July 14th is France’s National Day. While Canada calls July 1st Canada Day, we casually call our National Day… le 14 juillet*. It is commonly referred to as Bastille Day by anglophone but you will be hard-pressed to hear a French person say le jour de la Bastille. What the phrase refers to is the reason why that particular day became our National celebration day.
On July 14th, 1789, the common people of Paris (as opposed to the richer or the religious classes) stormed the Bastille, which was a famous prison. The goal was partly to free up the political prisoners supposedly held there (although there happened to be none on that day) but mostly to steal the weapons and gunpowder that the building housed. That event precipitated the subsequent events of the French Revolution, thereby marking the start of a new era, effectively ending the feudal system and slowly implementing a republic.
July 14th was voted the National Holiday as a law in 1880, 101 years after the event.
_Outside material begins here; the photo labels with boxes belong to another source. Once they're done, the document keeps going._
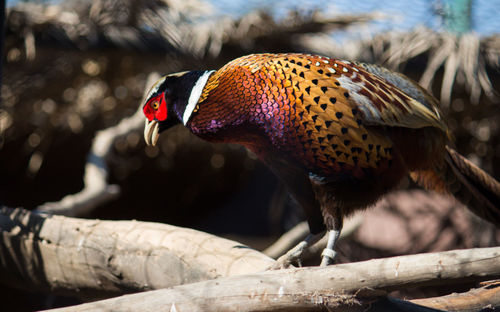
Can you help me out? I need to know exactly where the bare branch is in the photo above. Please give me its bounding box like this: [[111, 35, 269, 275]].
[[0, 208, 274, 299], [44, 247, 500, 312], [37, 73, 159, 216]]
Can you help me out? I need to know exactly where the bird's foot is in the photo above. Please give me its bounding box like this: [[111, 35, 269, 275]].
[[268, 241, 309, 270], [320, 248, 337, 266]]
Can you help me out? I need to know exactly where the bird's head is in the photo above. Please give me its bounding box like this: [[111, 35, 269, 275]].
[[142, 71, 212, 146]]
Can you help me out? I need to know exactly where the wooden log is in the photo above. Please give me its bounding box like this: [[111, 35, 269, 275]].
[[0, 208, 274, 299], [44, 247, 500, 312]]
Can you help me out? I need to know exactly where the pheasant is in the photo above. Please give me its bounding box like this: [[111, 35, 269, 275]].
[[143, 54, 500, 266]]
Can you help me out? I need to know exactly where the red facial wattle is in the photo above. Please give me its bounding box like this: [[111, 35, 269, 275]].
[[142, 93, 167, 121]]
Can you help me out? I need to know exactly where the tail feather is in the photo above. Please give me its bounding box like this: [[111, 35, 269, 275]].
[[445, 146, 500, 227], [411, 146, 500, 227]]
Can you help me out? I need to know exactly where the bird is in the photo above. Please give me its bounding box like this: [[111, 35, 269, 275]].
[[142, 53, 500, 267]]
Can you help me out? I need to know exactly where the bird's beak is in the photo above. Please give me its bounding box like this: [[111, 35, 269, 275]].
[[144, 119, 160, 146]]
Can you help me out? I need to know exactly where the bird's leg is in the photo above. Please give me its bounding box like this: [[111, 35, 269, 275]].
[[320, 230, 340, 266], [269, 232, 325, 270], [320, 209, 344, 266]]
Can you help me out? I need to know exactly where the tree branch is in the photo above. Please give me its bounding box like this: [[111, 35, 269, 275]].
[[0, 208, 274, 299], [43, 247, 500, 312]]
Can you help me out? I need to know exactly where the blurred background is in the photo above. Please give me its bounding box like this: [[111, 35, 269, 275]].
[[0, 0, 500, 311]]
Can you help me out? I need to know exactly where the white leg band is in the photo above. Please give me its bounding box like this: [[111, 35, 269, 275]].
[[321, 248, 337, 259]]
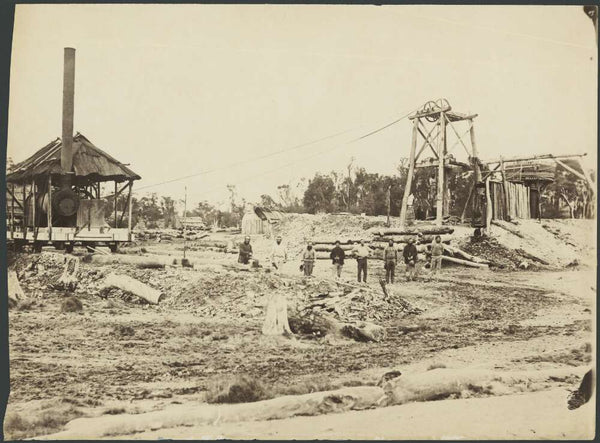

Fireworks are a common way to celebrate le 14 juillet. Most towns and cities typically offer their own show. The main attraction on a national level is the military parade (le défilé militaire) on the Champs Elysées. The oldest military parade in Europe, it is attended by thousands of spectators, broadcast on TV and often features guest dignitaries from other countries.
In 2017, President Donald Trump is attending the celebrations alongside French President Emmanuel Macron. Although Macron has been very critical of Trump, he still wants to keep amicable relationships between the two countries and recognize the US as military allies and contributors to France’s freedom.
Also in 2017, Nice and the whole south east of France have cancelled their fireworks displays in memory of the 86 people killed by a truck-driving terrorist last year. 86 laser beams will illuminate the night sky to honor the victims.
Le 14 (quatorze) juillet is of course a non-working day for most people. When it falls on a Thursday or Tuesday, the French like to do a bridge (faire le pont), where they take the extra bridge day off to extend the week-end.
So to all you francophiles, bon 14 juillet!
*Note that the months in French do not start with a capital letter, except when at the beginning of a sentence.